Export Champs China
February 11, 2007Germany may have just won the handball world championship, but it looks like it's about to lose another kind of title.
For years, Germany has been able to call itself the world champion of exports (the service industry excluded -- the title in that category goes to the United States.) But new figures from the German Office of Foreign Trade show that China will assume the export throne in 2008.
The news that China, with its booming economy, is about to become the world's number one export nation has been met with caution not only by German business leaders, but managers and economists around the world.
"The fact that China exports so much isn't really the issue," said Eva Schwinghammer from the German Chamber of Commerce in Shanghai. "The real problem is that China exports much more than it imports. There's no balance, and that poses a risk to world market stability."
Export ball well in China's court
The balance of trade is clearly in China's favor. The goods China exports to Germany are worth 19 billion euros more than everything it imports from Germany. Textiles and electronics, like DVD players and computers, are the main drivers of China's trade success -- along with the fact that its currency, the yuan, isn't freely tradable.
But the head of the German Office of Foreign Trade, Gert Herx, pointed out that just because business is booming in China, it doesn't mean the Chinese are the ones profiting.
"About 60 percent of Chinese exports are funded by foreign investors," he says. "The products come from foreign companies that have built production facilities on Chinese soil, or set up joint ventures with Chinese companies. German companies in China aren't just serving the Chinese market; they're exporting back home and elsewhere. It's just a sign of globalization."
Back at the Chamber of Commerce in Shanghai, Eva Schwinghammer said it was only a matter of time before the forces of the world economy are felt in China.

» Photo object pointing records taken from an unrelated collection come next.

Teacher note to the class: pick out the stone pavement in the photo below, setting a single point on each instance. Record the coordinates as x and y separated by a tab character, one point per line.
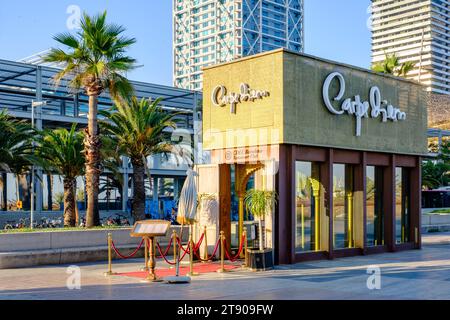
417	274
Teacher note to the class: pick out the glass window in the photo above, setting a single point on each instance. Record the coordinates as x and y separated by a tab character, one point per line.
307	222
374	206
343	217
402	205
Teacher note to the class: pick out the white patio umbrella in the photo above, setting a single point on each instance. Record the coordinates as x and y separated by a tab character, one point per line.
187	210
187	204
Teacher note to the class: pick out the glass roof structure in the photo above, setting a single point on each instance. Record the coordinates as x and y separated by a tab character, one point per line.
21	83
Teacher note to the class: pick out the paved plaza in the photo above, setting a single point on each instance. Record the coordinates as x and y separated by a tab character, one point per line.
417	274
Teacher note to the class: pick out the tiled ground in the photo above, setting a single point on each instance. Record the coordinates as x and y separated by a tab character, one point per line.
418	274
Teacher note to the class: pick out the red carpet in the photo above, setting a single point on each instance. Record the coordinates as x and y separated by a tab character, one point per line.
164	272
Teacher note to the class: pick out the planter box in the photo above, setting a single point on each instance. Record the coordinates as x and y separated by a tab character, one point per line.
260	260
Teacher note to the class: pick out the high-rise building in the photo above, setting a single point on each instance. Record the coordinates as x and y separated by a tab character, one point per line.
208	32
417	31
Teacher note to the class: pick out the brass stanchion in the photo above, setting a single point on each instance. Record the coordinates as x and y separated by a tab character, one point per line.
109	272
191	255
145	268
174	240
222	253
152	261
205	255
245	250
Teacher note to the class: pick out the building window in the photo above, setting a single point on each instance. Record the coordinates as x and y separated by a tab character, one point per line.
343	215
402	205
307	221
374	206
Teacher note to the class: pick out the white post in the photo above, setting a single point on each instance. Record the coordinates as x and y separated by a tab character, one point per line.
32	172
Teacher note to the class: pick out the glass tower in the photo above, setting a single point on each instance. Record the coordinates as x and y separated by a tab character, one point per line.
208	32
417	31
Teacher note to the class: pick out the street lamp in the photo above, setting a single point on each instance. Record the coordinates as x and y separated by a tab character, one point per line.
34	104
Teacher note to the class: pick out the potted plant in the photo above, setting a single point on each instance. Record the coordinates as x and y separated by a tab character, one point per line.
258	202
80	199
59	199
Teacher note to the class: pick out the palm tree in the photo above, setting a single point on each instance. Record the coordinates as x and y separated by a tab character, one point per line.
95	61
137	129
392	65
258	202
61	151
15	143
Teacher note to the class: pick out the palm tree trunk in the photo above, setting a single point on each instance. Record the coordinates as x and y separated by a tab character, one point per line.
261	243
24	191
139	190
92	151
5	192
69	202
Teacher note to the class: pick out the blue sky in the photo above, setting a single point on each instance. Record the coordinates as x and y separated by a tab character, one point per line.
334	29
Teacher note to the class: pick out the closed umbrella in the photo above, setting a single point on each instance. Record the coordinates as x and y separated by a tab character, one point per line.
187	205
187	210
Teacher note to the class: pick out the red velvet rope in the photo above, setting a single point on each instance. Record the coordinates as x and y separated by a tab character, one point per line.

Chinese firms stepping on European toes
"Look at labor costs," she said. "Wages are rising rapidly in China. It's common for skilled labor wages to double in a few years -- annual increases of 25 to 30 percent are the norm in Shanghai. Sooner or later the pressure will become too great. And China won't be considered a cheap location for companies looking to produce high quality goods, particularly in the heavy machinery sector, for example."
That's why the government in Beijing is encouraging Chinese businesses to shift from labor-intensive activities to technology-based areas.
It has created a program to boost research and development so they can compete in sectors normally dominated by European and US firms. It is also in the process of reassessing how the presence of foreign firms in China benefits the national economy. The first big change is expected this year with the abolition of tax breaks for foreign businesses in China.